Monday, October 22, 2012
A ghosted memoir: Half Broke Horses
It's not the kind of book I would ordinarily read and, as noted in yesterday's post, despite its self-definition as a "true-life novel," it's not really a novel at all, but still: I'm finding Jeanette Walls's "Half Broke Horses" to be very enjoyable to read and truly informative about a way of life in the American West much mythologized and no doubt long gone. She tells the story of her grandmother, raised on a very poor ranch, went off to Chicago to find her way, didn't, and returned to the Southwest to work as an itinerant school teacher in places so remote they couldn't get a college-educated teacher to take the job - then she marries and runs a ranch with her husband - book is filled with great stories, most told in just a page or two, about the episodes in her life - many tragic, some quite funny (her quips are especially funny: about a donut machine: Think how fortunate you are to live in a country where people don't have to make donuts by hand!).
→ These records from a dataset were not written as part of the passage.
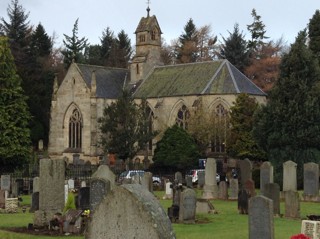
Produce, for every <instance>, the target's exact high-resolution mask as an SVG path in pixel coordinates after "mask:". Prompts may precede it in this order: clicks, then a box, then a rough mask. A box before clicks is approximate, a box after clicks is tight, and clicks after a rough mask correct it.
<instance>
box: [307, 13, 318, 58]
mask: <svg viewBox="0 0 320 239" xmlns="http://www.w3.org/2000/svg"><path fill="white" fill-rule="evenodd" d="M308 30H309V32H308V33H309V34H308V35H309V48H310V50H311V51H312V52H313V54H314V55H315V56H316V57H317V59H318V61H319V62H320V11H319V10H316V12H315V13H314V15H313V17H312V18H311V19H310V22H309V25H308Z"/></svg>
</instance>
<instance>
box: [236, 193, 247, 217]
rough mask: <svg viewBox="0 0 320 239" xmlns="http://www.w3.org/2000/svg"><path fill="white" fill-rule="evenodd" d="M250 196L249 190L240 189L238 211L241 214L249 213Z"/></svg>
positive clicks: (238, 200) (246, 213)
mask: <svg viewBox="0 0 320 239" xmlns="http://www.w3.org/2000/svg"><path fill="white" fill-rule="evenodd" d="M249 198H250V196H249V195H248V193H247V191H246V190H244V189H240V191H239V193H238V211H239V214H248V205H249Z"/></svg>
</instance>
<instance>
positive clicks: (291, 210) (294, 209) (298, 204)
mask: <svg viewBox="0 0 320 239" xmlns="http://www.w3.org/2000/svg"><path fill="white" fill-rule="evenodd" d="M284 204H285V213H284V215H285V217H288V218H300V200H299V193H298V192H297V191H291V190H289V191H286V192H284Z"/></svg>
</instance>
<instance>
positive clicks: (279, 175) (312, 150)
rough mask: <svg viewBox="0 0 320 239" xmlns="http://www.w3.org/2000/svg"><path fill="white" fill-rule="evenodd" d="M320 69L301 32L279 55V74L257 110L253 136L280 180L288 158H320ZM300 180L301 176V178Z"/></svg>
mask: <svg viewBox="0 0 320 239" xmlns="http://www.w3.org/2000/svg"><path fill="white" fill-rule="evenodd" d="M319 79H320V69H319V65H318V62H317V60H315V58H314V57H313V56H312V52H311V51H310V50H309V49H308V48H307V46H306V32H305V31H303V32H300V33H299V35H298V37H297V38H296V41H295V43H294V44H292V45H291V50H290V52H289V53H288V54H286V55H284V57H283V58H282V62H281V66H280V76H279V79H278V81H277V82H276V84H275V86H274V88H273V89H272V90H271V92H270V96H269V102H268V104H267V105H266V106H265V107H263V108H262V111H261V112H259V113H258V114H257V120H256V124H255V130H254V132H255V136H256V138H257V140H258V142H259V145H260V146H261V147H264V149H265V150H266V152H267V154H268V159H269V160H270V161H271V162H272V164H273V165H274V167H275V172H277V173H279V172H280V174H277V175H276V176H277V178H278V181H279V182H280V181H281V172H282V170H281V167H282V164H283V163H284V162H285V161H287V160H292V161H294V162H296V163H297V164H298V170H300V171H299V172H298V176H299V177H301V175H302V169H303V164H304V163H306V162H317V163H319V162H320V146H319V140H320V121H319V119H320V91H319V84H320V83H319ZM300 180H302V178H300Z"/></svg>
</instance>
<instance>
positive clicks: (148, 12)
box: [147, 0, 151, 17]
mask: <svg viewBox="0 0 320 239" xmlns="http://www.w3.org/2000/svg"><path fill="white" fill-rule="evenodd" d="M150 3H151V2H150V0H148V1H147V4H148V8H147V12H148V15H147V17H149V16H150Z"/></svg>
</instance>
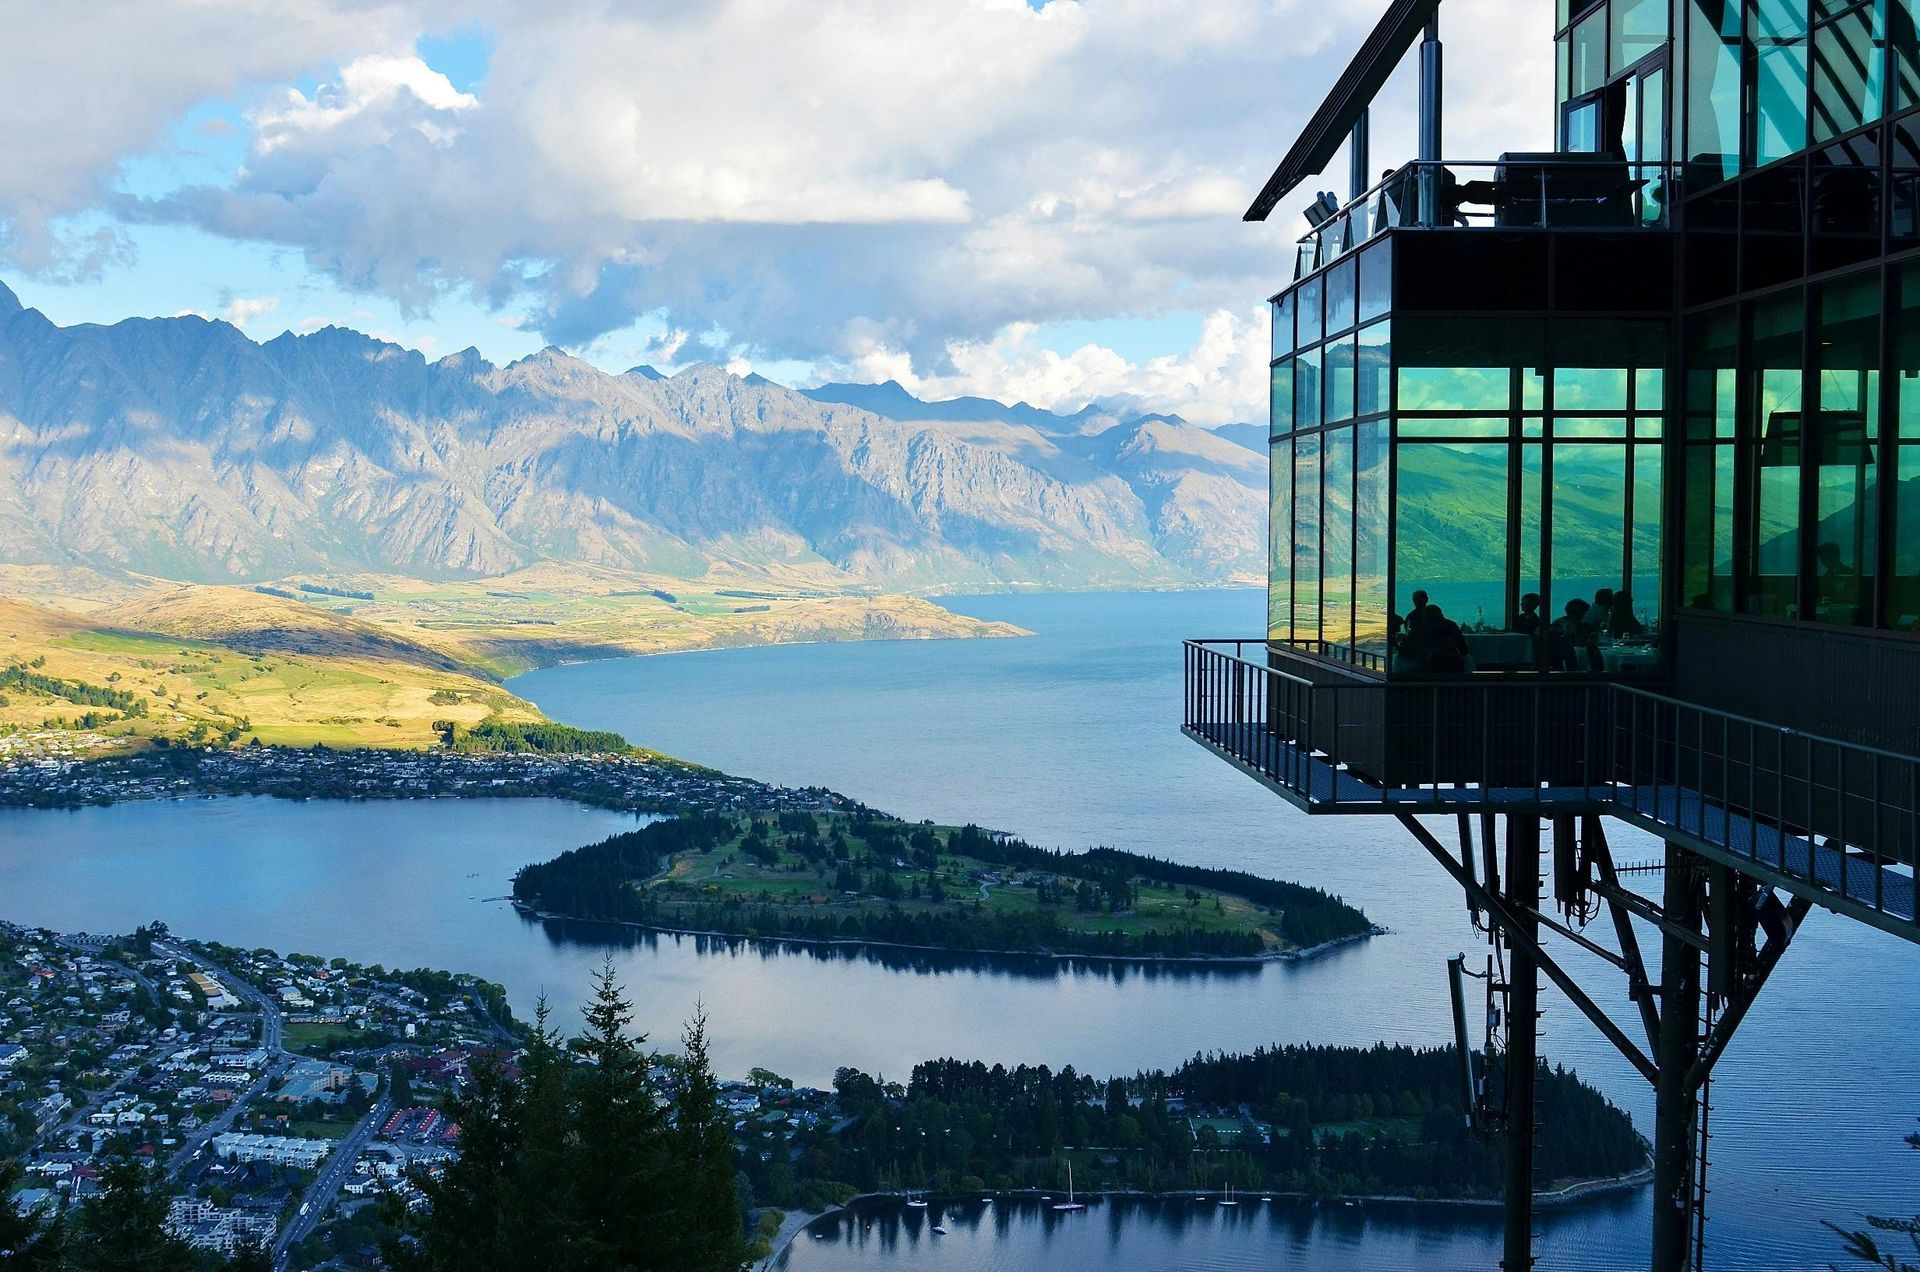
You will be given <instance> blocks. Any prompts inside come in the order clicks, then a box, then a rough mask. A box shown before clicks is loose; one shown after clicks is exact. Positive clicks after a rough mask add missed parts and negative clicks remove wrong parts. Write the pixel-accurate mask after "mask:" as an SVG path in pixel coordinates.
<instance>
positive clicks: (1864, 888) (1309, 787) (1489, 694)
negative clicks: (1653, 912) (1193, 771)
mask: <svg viewBox="0 0 1920 1272" xmlns="http://www.w3.org/2000/svg"><path fill="white" fill-rule="evenodd" d="M1185 659H1187V694H1185V697H1187V699H1185V719H1183V728H1185V732H1187V734H1188V736H1192V738H1196V740H1198V742H1202V744H1204V746H1208V747H1210V749H1213V751H1217V753H1219V755H1223V757H1227V759H1229V761H1233V763H1235V765H1238V767H1240V769H1244V771H1248V772H1252V774H1254V776H1258V778H1260V780H1263V782H1267V784H1269V786H1273V788H1275V790H1279V792H1281V794H1283V795H1286V797H1288V799H1290V801H1292V803H1296V805H1300V807H1304V809H1308V811H1309V813H1467V811H1480V813H1490V811H1494V813H1498V811H1513V813H1526V811H1536V813H1540V815H1542V817H1553V815H1572V813H1607V815H1615V817H1622V819H1624V820H1630V822H1634V824H1640V826H1642V828H1645V830H1649V832H1653V834H1659V836H1665V838H1678V840H1684V842H1690V844H1695V845H1697V847H1703V849H1707V851H1711V853H1716V855H1720V857H1722V859H1728V861H1730V863H1736V865H1738V867H1740V868H1743V870H1749V872H1757V874H1763V876H1778V878H1780V880H1782V882H1786V884H1789V886H1793V884H1799V886H1803V888H1807V890H1816V892H1820V893H1822V903H1826V905H1836V907H1843V909H1851V911H1855V913H1859V915H1862V917H1868V918H1872V920H1876V922H1882V924H1884V926H1885V924H1903V926H1907V928H1910V926H1912V924H1914V922H1916V913H1914V872H1912V867H1914V863H1916V861H1920V757H1912V755H1899V753H1893V751H1880V749H1874V747H1864V746H1857V744H1849V742H1837V740H1832V738H1814V736H1811V734H1803V732H1797V730H1793V728H1786V726H1780V724H1768V722H1764V721H1755V719H1747V717H1740V715H1732V713H1726V711H1715V709H1709V707H1699V705H1693V703H1684V701H1678V699H1672V697H1667V696H1661V694H1653V692H1647V690H1642V688H1634V686H1626V684H1615V682H1596V680H1571V682H1559V680H1553V678H1549V676H1540V678H1532V680H1498V682H1476V680H1459V682H1417V684H1402V682H1390V680H1363V678H1357V676H1346V674H1342V673H1340V671H1338V669H1327V667H1325V665H1319V667H1315V665H1313V663H1311V661H1308V659H1300V657H1294V655H1288V653H1284V651H1281V649H1277V648H1273V646H1269V644H1267V642H1263V640H1190V642H1187V651H1185ZM1275 663H1279V665H1275Z"/></svg>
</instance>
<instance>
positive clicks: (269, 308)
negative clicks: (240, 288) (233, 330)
mask: <svg viewBox="0 0 1920 1272" xmlns="http://www.w3.org/2000/svg"><path fill="white" fill-rule="evenodd" d="M278 307H280V298H278V296H234V298H232V300H228V302H227V307H225V309H221V317H223V319H227V321H228V323H232V325H234V327H240V329H242V330H244V329H246V327H248V325H250V323H252V321H253V319H257V317H267V315H269V313H273V311H275V309H278Z"/></svg>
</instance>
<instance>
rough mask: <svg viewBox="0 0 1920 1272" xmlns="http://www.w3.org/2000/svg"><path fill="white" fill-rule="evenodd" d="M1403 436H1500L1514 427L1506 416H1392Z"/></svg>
mask: <svg viewBox="0 0 1920 1272" xmlns="http://www.w3.org/2000/svg"><path fill="white" fill-rule="evenodd" d="M1394 428H1398V430H1400V436H1404V438H1503V436H1507V432H1509V430H1511V428H1513V425H1511V421H1509V417H1505V415H1446V417H1432V415H1407V413H1404V411H1402V413H1400V415H1396V417H1394Z"/></svg>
The book is really a ghosted memoir, but what makes it so special and unusual is that it's the story of one who would be unlikely and probably unable to tell the story (at least in book form) herself - so people like Lily Casey (Walls's grandmother and subject) lead these eventful, epochal lives and nobody gets to tell the tale. Here, Walls does so, preserving her grandmother for posterity and enabling us to understand her consciousness - which is one characteristic that memoir and novels do share.